In any sport, performance enhancing drugs or steroids are a sore subject. With the growing popularity of eSports, a discussion about this subject will need to start soon. Sure, eSports players would not gain an edge by using anabolic steroids, because they are made to enhance the physical while eSports are in huge part a mental venture; however, there are some prescription meds which can help you concentrate, for example.
Help with concentration and alertness, among other similar advantages, is precisely what Internet scammers are slowly trying to sell. On 23 November, the eSports Journalist of the Year, Richard Lewis, made a video about fake advertising of eSports supplements. A Counter-Strike: Global Offensive player, Ryan "fREAKAZOiD" Abadir, was featured in the video as a player who’s supposedly advertising the supplements. Of course, fREAKAZOiD himself hasn’t heard anything about it.
Now, over the weekend, an ad started going around Facebook, showing a League of Legends player, Team SoloMid’s Soren “Bjergsen” Bjerg endorsing Synagen IQ. Of course, the whole thing is bullshit. Bjergsen himself didn’t take long at all to distance himself from the suspicious concoction on Twitter. Steps are being taken to make sure that the ad is not shown any more.

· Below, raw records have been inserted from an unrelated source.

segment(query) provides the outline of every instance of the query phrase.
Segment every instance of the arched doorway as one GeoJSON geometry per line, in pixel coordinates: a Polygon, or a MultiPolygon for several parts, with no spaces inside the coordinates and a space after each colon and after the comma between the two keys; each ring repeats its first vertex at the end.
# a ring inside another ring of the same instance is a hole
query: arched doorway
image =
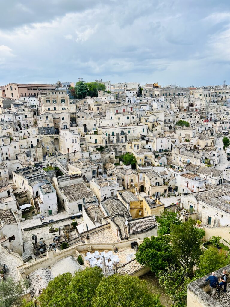
{"type": "Polygon", "coordinates": [[[54,150],[58,151],[59,150],[59,139],[58,138],[55,138],[53,140],[54,150]]]}

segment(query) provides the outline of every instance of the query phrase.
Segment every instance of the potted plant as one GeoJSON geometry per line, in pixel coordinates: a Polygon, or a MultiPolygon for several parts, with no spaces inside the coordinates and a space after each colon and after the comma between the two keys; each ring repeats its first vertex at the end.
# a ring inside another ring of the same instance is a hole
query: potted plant
{"type": "Polygon", "coordinates": [[[197,220],[197,223],[198,227],[200,227],[201,224],[201,221],[200,221],[199,220],[197,220]]]}

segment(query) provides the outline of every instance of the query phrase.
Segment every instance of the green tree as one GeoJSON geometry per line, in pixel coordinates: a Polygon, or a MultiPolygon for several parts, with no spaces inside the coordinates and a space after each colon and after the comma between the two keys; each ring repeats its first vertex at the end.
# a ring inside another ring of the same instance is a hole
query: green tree
{"type": "Polygon", "coordinates": [[[97,97],[98,91],[105,91],[106,87],[102,83],[97,82],[89,82],[86,84],[88,95],[90,97],[97,97]]]}
{"type": "Polygon", "coordinates": [[[76,95],[76,93],[75,92],[75,89],[74,87],[73,87],[72,86],[71,86],[70,87],[70,93],[73,96],[74,99],[76,98],[77,97],[76,95]]]}
{"type": "Polygon", "coordinates": [[[172,225],[171,237],[173,252],[185,267],[191,268],[199,261],[202,253],[200,248],[202,235],[194,227],[196,221],[191,218],[181,225],[172,225]]]}
{"type": "Polygon", "coordinates": [[[171,264],[166,271],[160,271],[158,274],[159,283],[172,301],[173,306],[175,303],[178,306],[179,302],[180,306],[186,305],[187,284],[185,282],[187,273],[187,270],[182,267],[176,268],[171,264]]]}
{"type": "Polygon", "coordinates": [[[22,303],[21,295],[23,286],[21,282],[16,282],[11,277],[3,282],[0,282],[0,306],[19,307],[22,303]]]}
{"type": "Polygon", "coordinates": [[[97,266],[86,268],[72,276],[59,275],[50,282],[39,298],[41,307],[91,307],[103,274],[97,266]]]}
{"type": "Polygon", "coordinates": [[[220,241],[221,239],[221,237],[219,235],[217,237],[215,235],[213,235],[209,241],[211,243],[213,243],[213,246],[217,247],[220,244],[220,241]]]}
{"type": "Polygon", "coordinates": [[[201,255],[196,272],[198,276],[211,273],[228,264],[228,259],[224,251],[219,251],[216,247],[210,247],[201,255]]]}
{"type": "Polygon", "coordinates": [[[159,299],[137,277],[114,275],[104,278],[97,288],[93,307],[163,307],[159,299]]]}
{"type": "Polygon", "coordinates": [[[172,225],[180,225],[182,221],[177,217],[177,213],[171,212],[167,209],[164,210],[160,216],[156,217],[159,223],[157,233],[159,235],[167,235],[170,233],[170,227],[172,225]]]}
{"type": "Polygon", "coordinates": [[[68,307],[68,287],[72,279],[68,272],[58,275],[49,282],[39,297],[41,307],[68,307]]]}
{"type": "Polygon", "coordinates": [[[120,159],[123,161],[123,163],[125,165],[132,165],[132,164],[136,164],[136,158],[133,154],[129,153],[126,153],[122,156],[120,159]]]}
{"type": "Polygon", "coordinates": [[[150,266],[152,272],[157,273],[164,270],[171,263],[175,263],[169,235],[146,238],[139,247],[136,259],[143,265],[150,266]]]}
{"type": "Polygon", "coordinates": [[[95,291],[103,274],[97,266],[76,272],[68,287],[68,301],[72,307],[91,307],[95,291]]]}
{"type": "Polygon", "coordinates": [[[222,142],[225,146],[228,146],[228,144],[230,143],[230,140],[227,137],[224,137],[222,139],[222,142]]]}
{"type": "Polygon", "coordinates": [[[75,94],[77,98],[85,98],[88,95],[88,89],[86,83],[82,81],[76,82],[75,85],[75,94]]]}
{"type": "Polygon", "coordinates": [[[176,125],[178,126],[185,126],[186,127],[189,127],[189,123],[186,120],[183,120],[182,119],[180,119],[176,123],[176,125]]]}

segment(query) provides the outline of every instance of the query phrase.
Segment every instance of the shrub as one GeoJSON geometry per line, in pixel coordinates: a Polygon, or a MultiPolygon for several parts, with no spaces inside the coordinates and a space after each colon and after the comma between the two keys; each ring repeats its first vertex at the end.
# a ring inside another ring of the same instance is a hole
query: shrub
{"type": "Polygon", "coordinates": [[[78,261],[79,264],[80,265],[82,265],[82,264],[84,264],[84,261],[83,261],[83,259],[82,258],[82,257],[81,255],[79,255],[78,257],[78,261]]]}
{"type": "Polygon", "coordinates": [[[71,225],[73,226],[74,229],[76,228],[77,226],[78,226],[78,222],[77,221],[73,222],[72,223],[71,223],[71,225]]]}
{"type": "Polygon", "coordinates": [[[220,245],[220,240],[221,239],[221,237],[218,236],[216,236],[213,235],[210,239],[210,242],[212,243],[214,246],[217,246],[220,245]]]}
{"type": "Polygon", "coordinates": [[[65,249],[66,248],[67,248],[68,247],[69,244],[67,242],[63,242],[63,243],[62,243],[60,246],[61,249],[62,250],[65,249]]]}
{"type": "Polygon", "coordinates": [[[176,125],[178,126],[184,126],[186,127],[189,127],[190,126],[188,122],[187,122],[186,120],[183,120],[182,119],[180,119],[176,123],[176,125]]]}

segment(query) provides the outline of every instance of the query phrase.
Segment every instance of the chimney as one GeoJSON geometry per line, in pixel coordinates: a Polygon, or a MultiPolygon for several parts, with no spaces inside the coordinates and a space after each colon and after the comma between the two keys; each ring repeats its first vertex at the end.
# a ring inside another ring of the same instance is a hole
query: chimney
{"type": "Polygon", "coordinates": [[[129,211],[130,208],[130,202],[129,201],[127,202],[127,209],[129,211]]]}
{"type": "Polygon", "coordinates": [[[94,219],[95,222],[98,221],[98,214],[96,212],[94,212],[94,219]]]}

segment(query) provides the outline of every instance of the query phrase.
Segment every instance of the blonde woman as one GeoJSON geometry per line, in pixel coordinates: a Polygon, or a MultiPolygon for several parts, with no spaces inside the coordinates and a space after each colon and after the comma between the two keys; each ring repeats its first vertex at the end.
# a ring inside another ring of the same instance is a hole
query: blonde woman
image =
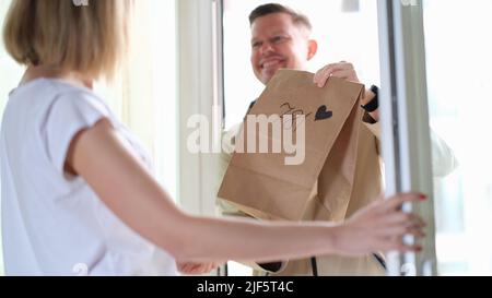
{"type": "MultiPolygon", "coordinates": [[[[138,2],[138,1],[136,1],[138,2]]],[[[130,1],[14,0],[3,38],[26,65],[0,140],[7,274],[202,273],[218,262],[376,250],[415,251],[423,222],[377,203],[343,224],[256,223],[181,212],[148,170],[145,152],[92,91],[126,49],[130,1]],[[248,239],[245,241],[244,239],[248,239]]]]}

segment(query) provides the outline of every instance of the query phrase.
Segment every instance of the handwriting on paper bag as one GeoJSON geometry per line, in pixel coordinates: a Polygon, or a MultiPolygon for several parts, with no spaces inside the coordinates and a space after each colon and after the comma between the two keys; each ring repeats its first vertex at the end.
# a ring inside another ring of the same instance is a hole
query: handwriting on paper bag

To be honest, despite the popular belief that everything you read on the Internet is true, you should keep in mind that it’s quite often false or at least not the whole truth. That’s what happens when you have a global unregulated space, where anyone can say anything they like. Unless your doctor recommends a supplement you could take to increase your alertness, take a sceptic look at all pharmaceutical ads you see.
Scams like this work by convincing you that you can get something unheard of. To give their scam some legitimacy, they put a face you’d recognize on the ad and allege that that person uses their product and tries to convince his friends or teammates to use it as well. Also, scammers might spew bullshit statements about the need to keep this product secret because if everyone knew how good it was, everyone would want it. That is a very big, red, flashing warning sign. Finally, if a product is good and the player wants to endorse it, he will not do it for free. Being a professional, he will receive money for the endorsement and have a contract. The makers of the supplement will want him to publicize it as much as possible; the player will actually talk about it anytime he can. Don’t trust the player’s picture on some ad, check if he’s actually on record endorsing the product. Then, go to your doctor and ask about it. Better yet, just ignore internet ads for supplements. Most of the time, they are just crap.